Saturday, September 18, 2021

 

The Sacklers as a Window into American Corruption & Dysfunction

In 1995, the Sackler family started producing and pushing oxycontin, a semi-synthetic opioid, via the Sackler-controlled company Purdue Pharma. Along the way they made billions of dollars in profits.

According to the CDC:

Nearly 500,000 people died from overdoses involving any opioid, including prescription and illicit opioids, from 1999-2019 ... The first wave began with increased prescribing of opioids in the 1990s, with overdose deaths involving prescription opioids (natural and semi-synthetic opioids and methadone) increasing since at least 1999.

Most states of the United States have some form of the "felony murder rule". This means a perpetrator can be held be criminally liable for murder if s/he caused the death of another person in the course of committing a felony. The perpetrator need not have intended the death of the victim and, in some states, need not have been the proximate cause of the death.

For example, if you merely drove the get away car for an armed robbery where one of your accomplices murdered a bank teller then you may held responsible for the murder. (If narrowly written and applied I think the felony murder rule is perfectly fair and just.)

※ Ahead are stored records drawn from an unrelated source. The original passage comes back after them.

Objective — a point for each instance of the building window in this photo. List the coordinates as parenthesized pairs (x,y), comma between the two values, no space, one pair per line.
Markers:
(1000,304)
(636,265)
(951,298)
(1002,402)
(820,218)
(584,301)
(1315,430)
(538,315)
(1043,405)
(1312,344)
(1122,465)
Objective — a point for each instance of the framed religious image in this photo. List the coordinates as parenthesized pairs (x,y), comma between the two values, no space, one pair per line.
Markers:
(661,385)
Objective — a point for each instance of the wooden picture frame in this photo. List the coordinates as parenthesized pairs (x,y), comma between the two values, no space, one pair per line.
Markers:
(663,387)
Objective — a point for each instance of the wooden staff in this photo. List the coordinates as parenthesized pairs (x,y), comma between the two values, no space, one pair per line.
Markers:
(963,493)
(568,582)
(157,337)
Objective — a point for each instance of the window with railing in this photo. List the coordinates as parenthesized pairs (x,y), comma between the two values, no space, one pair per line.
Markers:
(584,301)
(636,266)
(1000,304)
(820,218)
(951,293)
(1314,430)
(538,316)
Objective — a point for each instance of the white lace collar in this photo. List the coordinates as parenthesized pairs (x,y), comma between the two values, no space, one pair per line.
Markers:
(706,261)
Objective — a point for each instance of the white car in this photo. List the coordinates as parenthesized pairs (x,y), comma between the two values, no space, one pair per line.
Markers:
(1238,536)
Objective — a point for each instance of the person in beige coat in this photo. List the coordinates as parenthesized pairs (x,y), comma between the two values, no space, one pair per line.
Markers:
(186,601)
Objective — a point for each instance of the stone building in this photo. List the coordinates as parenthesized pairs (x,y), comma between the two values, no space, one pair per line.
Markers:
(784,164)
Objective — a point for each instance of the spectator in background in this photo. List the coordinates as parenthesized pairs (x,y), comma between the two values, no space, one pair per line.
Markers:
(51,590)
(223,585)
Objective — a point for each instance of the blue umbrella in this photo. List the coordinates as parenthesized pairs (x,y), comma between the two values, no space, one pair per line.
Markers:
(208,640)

I bring this up to point out that in America if you kill one person—even if you didn't pull the trigger—you can be punished for the murder. On the other hand, if you are a member of the Sackler family who had a key role in the deaths of hundreds of thousands of Americans by opioid abuse then (so far) you won't be personally charged with any crime.

The Sackler family members who ran Purdue Pharma belong in prison. However, there are plenty of other culprits not directly connected to the Sacklers or Purdue Pharma who also belong in prison for their part in the opioid crisis and, as far as I know, none of them has been criminally charged, either.

To be clear, while the Sacklers et al. helped create the opioid crisis, the crisis itself is a form of collective suicide founded on America's nihilistic consumerism and culture of death. It's worth noting, too, that the death toll is mainly comprised of White Americans who are supposedly so privileged. This is undoubtedly fueled by unconcealed hostility to White people, generally, and White working-class people, in particular.

If you doubt this then try carrying a sign saying "It's Okay to be White" in public in any town or city in America and see what happens. Also, consider the remarks of Duquesne University Psychology professor Derek Hook who opined that “White people should commit suicide as an ethical act.” Hook says that he was speaking about suicide as the destruction of "Whiteness" but try publicly advocating that for any other racial, ethnic, or religious group.